DULUTH — Both of Lutsen Resort's historic red covered bridges sustained damage during last week's flooding and high-water conditions along the North Shore.

On Friday, the Poplar River, swollen from rain and snowmelt, surged toward Lake Superior, destroying three Lutsen Mountain bridges and damaging the covered bridges at the 137-year-old resort.

Full-size old-growth pine and spruce were swept down the river and smashed into the covered bridges. But the bridges are fixable, and "will be saved at all costs," Lutsen Resort president Bryce Campbell said in a statement.

The bridges have been severely damaged, he said, but enough infrastructure remains to salvage them. "There is no doubt that these bridges were well built. We've seen highway bridges wash out from less force. … It's a testament that these bridges are here to stay and remain a permanent part of Lutsen's history."

Three bridges on the Poplar that Lutsen Resort uses to access ski runs were destroyed.
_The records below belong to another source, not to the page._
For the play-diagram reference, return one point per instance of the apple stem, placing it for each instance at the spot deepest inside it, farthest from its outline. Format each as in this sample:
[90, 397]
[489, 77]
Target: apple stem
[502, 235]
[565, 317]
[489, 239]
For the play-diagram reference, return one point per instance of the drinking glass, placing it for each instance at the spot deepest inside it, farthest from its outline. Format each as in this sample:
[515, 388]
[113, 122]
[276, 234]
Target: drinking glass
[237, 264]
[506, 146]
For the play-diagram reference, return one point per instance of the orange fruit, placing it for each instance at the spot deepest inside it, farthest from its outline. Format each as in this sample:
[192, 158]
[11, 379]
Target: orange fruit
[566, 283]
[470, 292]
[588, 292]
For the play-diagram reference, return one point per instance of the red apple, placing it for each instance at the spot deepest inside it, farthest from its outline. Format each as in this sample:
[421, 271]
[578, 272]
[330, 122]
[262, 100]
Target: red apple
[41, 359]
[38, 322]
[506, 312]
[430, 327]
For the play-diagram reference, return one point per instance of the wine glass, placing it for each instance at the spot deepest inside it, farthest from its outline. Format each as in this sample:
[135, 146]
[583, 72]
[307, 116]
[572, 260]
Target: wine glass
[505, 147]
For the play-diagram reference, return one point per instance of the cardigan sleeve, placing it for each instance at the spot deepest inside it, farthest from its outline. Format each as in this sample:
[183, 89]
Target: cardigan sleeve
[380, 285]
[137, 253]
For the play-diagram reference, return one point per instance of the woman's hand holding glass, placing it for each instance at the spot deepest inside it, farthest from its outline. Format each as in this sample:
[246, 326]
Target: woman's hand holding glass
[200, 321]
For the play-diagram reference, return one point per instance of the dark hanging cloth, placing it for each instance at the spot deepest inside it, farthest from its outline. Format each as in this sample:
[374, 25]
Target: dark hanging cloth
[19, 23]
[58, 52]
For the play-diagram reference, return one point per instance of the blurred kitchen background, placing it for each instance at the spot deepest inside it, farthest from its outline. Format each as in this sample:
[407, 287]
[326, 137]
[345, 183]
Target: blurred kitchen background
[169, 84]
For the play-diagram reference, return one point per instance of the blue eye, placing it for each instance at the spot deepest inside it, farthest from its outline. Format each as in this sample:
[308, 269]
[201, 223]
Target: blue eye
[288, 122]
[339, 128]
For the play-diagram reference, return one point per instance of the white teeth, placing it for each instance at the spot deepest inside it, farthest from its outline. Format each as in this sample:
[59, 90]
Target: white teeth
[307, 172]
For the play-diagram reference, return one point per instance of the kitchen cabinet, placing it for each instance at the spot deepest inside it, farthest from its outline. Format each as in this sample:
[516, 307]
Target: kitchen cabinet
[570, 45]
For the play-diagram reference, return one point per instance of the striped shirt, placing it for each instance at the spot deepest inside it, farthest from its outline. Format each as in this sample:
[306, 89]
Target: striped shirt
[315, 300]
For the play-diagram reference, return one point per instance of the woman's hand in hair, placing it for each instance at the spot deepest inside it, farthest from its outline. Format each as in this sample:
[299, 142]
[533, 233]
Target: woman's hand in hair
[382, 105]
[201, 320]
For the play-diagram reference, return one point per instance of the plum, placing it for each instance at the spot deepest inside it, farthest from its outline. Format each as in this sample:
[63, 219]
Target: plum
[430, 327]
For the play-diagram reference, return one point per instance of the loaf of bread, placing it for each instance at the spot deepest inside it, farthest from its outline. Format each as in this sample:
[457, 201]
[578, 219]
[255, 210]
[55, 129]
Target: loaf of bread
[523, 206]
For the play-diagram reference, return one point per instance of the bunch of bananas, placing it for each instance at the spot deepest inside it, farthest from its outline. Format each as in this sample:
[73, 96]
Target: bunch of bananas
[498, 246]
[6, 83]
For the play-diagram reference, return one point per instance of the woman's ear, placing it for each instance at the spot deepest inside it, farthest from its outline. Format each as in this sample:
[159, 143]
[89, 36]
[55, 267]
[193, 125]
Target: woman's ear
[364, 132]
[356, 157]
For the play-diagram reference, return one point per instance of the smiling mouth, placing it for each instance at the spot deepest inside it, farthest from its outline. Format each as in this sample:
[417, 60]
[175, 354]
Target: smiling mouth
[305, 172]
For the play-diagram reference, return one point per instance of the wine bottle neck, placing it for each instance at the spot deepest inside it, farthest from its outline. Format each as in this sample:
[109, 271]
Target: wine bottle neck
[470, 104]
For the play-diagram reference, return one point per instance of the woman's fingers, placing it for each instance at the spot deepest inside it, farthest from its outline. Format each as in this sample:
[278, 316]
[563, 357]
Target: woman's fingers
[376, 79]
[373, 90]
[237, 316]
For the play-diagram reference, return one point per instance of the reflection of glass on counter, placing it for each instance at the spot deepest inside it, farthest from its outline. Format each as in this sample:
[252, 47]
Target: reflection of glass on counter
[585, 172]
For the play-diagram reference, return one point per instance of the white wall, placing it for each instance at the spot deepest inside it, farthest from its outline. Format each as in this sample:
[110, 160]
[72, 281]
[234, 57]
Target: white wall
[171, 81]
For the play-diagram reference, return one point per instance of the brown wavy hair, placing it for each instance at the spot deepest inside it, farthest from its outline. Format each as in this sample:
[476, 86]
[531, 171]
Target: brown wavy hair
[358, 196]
General manager Jim Vick said the extent of the damage wasn't clear until Monday when the water receded.

"It was a sight to behold, a 100-year flood," he said. "Aside from the destruction, which is disappointing, the power of it is pretty remarkable."

A few inches of rain combined with several feet of late-season inland snowmelt to create surging rivers in St. Louis, Lake and Cook counties strong enough to close roads, state parks and trails. The Minnesota Department of Natural Resources on Friday warned visitors of dangerous high-water conditions and flooding, closing several popular parks and campgrounds, including Gooseberry Falls and Temperance River. The Minnesota Transportation Department was monitoring Highway 61 because of the high flow under the Cascade River bridge but did not shut down the heavily traveled North Shore artery.

A flood warning for the region has been lifted but some state park trails, like the one to High Falls at Tettegouche, remain closed.

The St. Louis County Board will hold an emergency meeting Tuesday to vote on declaring a local state of emergency. Peak waters levels are predicted at multiple waterways in the next two weeks, according to chair Paul McDonald. Those include Lake Kabetogama and Lake Vermilion.